US singer Demi Lovato has revealed she has finally learned to become “comfortable” in her own skin, after battling depression and an eating disorder.
The former Disney star, who had a nervous breakdown in 2010, says she has a new-found confidence boost, as she prepares to release her fifth album Confident.
“I think, on my last album I didn’t really know myself as an artist as well as I do today. A lot of that comes from caring too much about what people thought,” the 23-year-old told comedian Alan Carr on his British talk show Chatty Man.
“There is a transition period from Disney to the mainstream adult world and I didn’t want to transition too fast. So I feel like being 23 I can do that without caring so much if people are going to react to this or that – this is who I am.”

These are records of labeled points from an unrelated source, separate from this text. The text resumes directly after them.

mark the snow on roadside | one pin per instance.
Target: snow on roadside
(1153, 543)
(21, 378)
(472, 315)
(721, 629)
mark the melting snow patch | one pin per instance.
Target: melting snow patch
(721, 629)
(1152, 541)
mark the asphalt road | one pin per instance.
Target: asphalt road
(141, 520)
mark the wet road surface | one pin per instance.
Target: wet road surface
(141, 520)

The singer – whose screen credits include musical series Glee and a judging stint on the US version of The X Factor – continued:
“I think there was something very liberating over this past year when I really honestly stopped caring.
“Now if I see a comment it doesn’t affect me because I’ve become so confident and so comfortable in my own skin that it doesn’t affect me as much as it used to. Don’t get me wrong, it can still hurt if they say certain things but anything that has to do with body stuff, I’ve done so much work on myself mentally, not just physically but mentally that I can see through it.”

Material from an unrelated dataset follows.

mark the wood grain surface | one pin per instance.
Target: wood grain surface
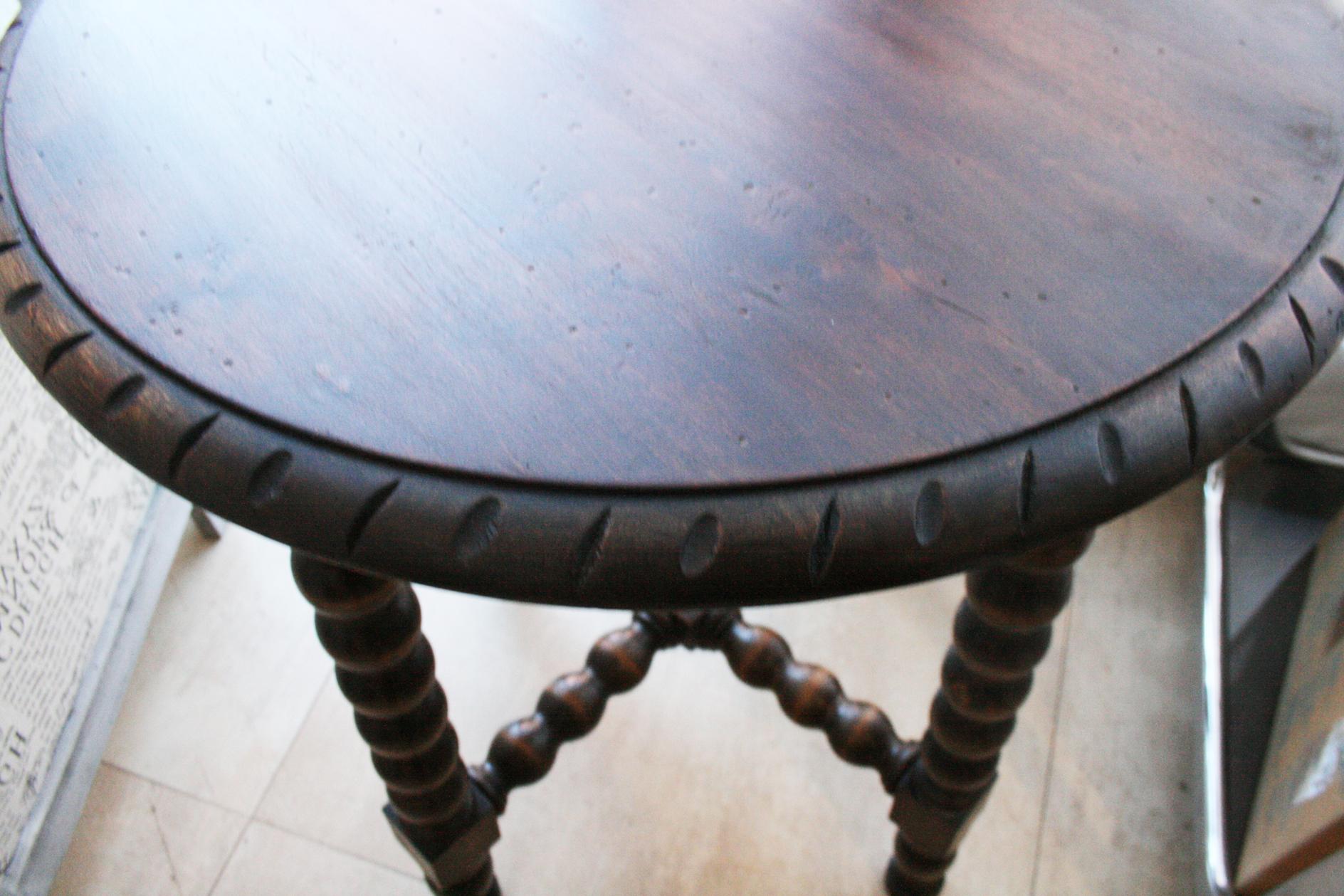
(652, 245)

Lovato, who often posts images of her body on Twitter and Instagram, has learned to deal with cyberbullies and “body shamers”. She previously stood up to an online tweeter who called her “fatty” on the micro-blogging website.

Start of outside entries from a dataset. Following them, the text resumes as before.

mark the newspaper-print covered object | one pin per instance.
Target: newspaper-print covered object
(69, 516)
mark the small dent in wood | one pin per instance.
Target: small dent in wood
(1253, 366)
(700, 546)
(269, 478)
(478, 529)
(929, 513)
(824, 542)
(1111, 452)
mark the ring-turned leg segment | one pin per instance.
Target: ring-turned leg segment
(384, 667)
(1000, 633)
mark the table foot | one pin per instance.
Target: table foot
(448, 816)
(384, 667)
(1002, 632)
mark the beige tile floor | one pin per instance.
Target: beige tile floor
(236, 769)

“It’s crazy. It’s like how Britney (Spears) said, ‘She’s too big, now she’s too thin, you want a piece of me’ and honey, I totally understand how she is feeling. Listen, those haters just want a piece of me,” she said.
Having supported the LGBT community and admitted to experimenting in the past, she remained tight-lipped over rumours of being a lesbian, telling Carr: “I’m not confirming and I’m definitely not denying. I don’t think there is anything wrong with experimentation at all.”